WhatsApp, Telegram security flaw allows hackers to spoof your photos, voice
The latest security vulnerability in Telegram and WhatsApp allows hackers to spoof your voice and photos.
WhatsApp and Telegram are known for their security features such as end-to-end encryption which makes it difficult for hackers to snoop on your private messages. The two apps, however, don't really bring the same level of advanced security when it comes to storing your files on your device. Security researchers at Symantec have discovered a security flaw in the two popular messaging apps that allows hackers to spoof your private photos and videos without your knowledge. Researchers are calling the vulnerability as Media File Jacking.
How 'Media File Jacking' exploit works
The origin of the vulnerability lies in the way WhatsApp and Telegram handle storage of media files.
Researchers point out that Google recommends "files saved to the internal storage are private to your app, and other apps cannot access them (nor can the user, unless they have root access)." For external storage, Google says, it is the "best place for files that don't require access restrictions and for files that you want to share with other apps or allow the user to access with a computer."
WhatsApp, however, stores media files received by a device in the external storage which can be accessed through /storage/emulated/0/WhatsApp/Media/.

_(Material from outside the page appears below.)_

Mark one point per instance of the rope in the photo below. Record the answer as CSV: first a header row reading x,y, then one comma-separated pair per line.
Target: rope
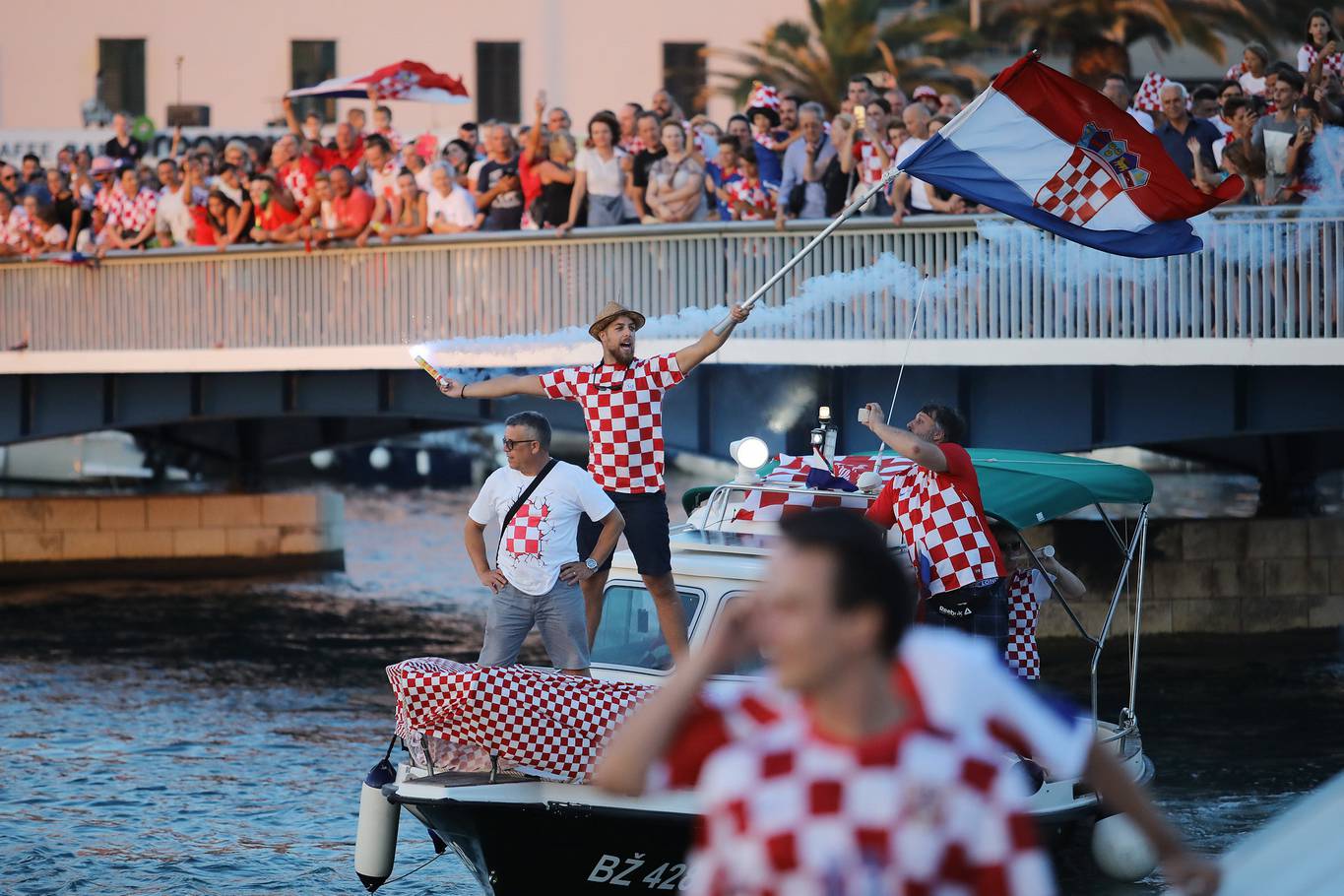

"When we researched the flow of how media files are handled in WhatsApp and Telegram, we found that in the time between when files are first received on a device and written to the disk, and when they are loaded for users to consume via the apps, the ideal opportunity for exploitation arises: malware can instantaneously analyze and manipulate the files (or just replace them with the attacker's chosen files) for malicious gain," wrote researchers in a blog post.
Researchers also have posted demonstration videos of how the new WhatsApp vulnerability works.
Spoofing your audio
In this scenario, hackers use voice recognition technology based on deep learning technology to modify your voice memos. Researchers point out that hackers not only reconstruct user's voice accurately but can also use these memos to make fake payment requests and conduct other frauds.
In this case, hackers can manipulate personal photos in near-real time and without the victim knowing. A malware app, running in the background, can launch Media File Jacking attack when the victim is using WhatsApp app.
"A WhatsApp user may send a family photo to one of their contacts, but what the recipient sees is actually a modified photo. While this attack may seem trivial and just a nuisance, it shows the feasibility of manipulating images on the fly," noted researchers.
WhatsApp in its response to the latest report said that the company practices the best practices provided by Android for users' media storage.
"WhatsApp has looked closely at this issue and it's similar to previous questions about mobile device storage impacting the app ecosystem. WhatsApp follows current best practices provided by operating systems for media storage and looks forward to providing updates in line with Android's ongoing development. The suggested changes here could both create privacy complications for our users and limit how photos and files could be shared," said a WhatsApp spokesperson in a statement.